2. Passion changes everything. Among the 10,000 athletes from more than 200 countries in Tokyo are pre-teens as well as those in their 50s and 60s. Sky Brown reminds me of the question ‘What would you do if you knew you could not fail?’ This 13-year-old taught herself to skateboard watching YouTube videos, and suffered a skull fracture and broken bones while training for Tokyo. She was back on her board in less than two months. Are we this passionate and driven and if not, what’s our excuse?

3. Endurance, because… There is undoubtedly much to be inspired by at the Olympics, but one of my personal favourites has to be the team of refugee athletes. These 29 displaced individuals from across the world has endured war, persecution, loss and exile and kept going. Many of us have endured much over the last pandemic year, and we can look to these and others as role models to keep going.

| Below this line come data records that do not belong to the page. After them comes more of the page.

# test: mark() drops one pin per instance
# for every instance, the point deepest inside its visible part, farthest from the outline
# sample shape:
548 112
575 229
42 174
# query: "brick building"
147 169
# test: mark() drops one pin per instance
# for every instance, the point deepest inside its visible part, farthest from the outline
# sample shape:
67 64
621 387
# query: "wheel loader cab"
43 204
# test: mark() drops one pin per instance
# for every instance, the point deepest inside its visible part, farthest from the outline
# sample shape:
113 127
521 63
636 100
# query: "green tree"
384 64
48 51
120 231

4. Attitude is everything. In business as in life, how we respond to loss or failure is just as important as how we react to success. Attitude can change failure into achievement. The UAE’s Yousuf Al Matrooshi is one of many Olympians who reminded me of this, as he exited Tokyo grateful for the learning curve. A reminder that attitude determines altitude — how high we rise, or don’t, depends on how we think.

5. Values — and how we live them out — matter. How we treat each other — how we care for those around us, our communities and our planet — matters, in life and in business. Thank you to Qatar’s Mutaz Essa Barshim and Italy’s Gianmarco Tamberi for reminding us of this, and for reminding us what true sportsmanship looks like.

This is by no means an exhaustive list — there are more inspiring moments from the Olympics every day, not least the Arab nations and Arab women involved, and many lessons that we would do well to carry over into business. I look forward to reading some of yours.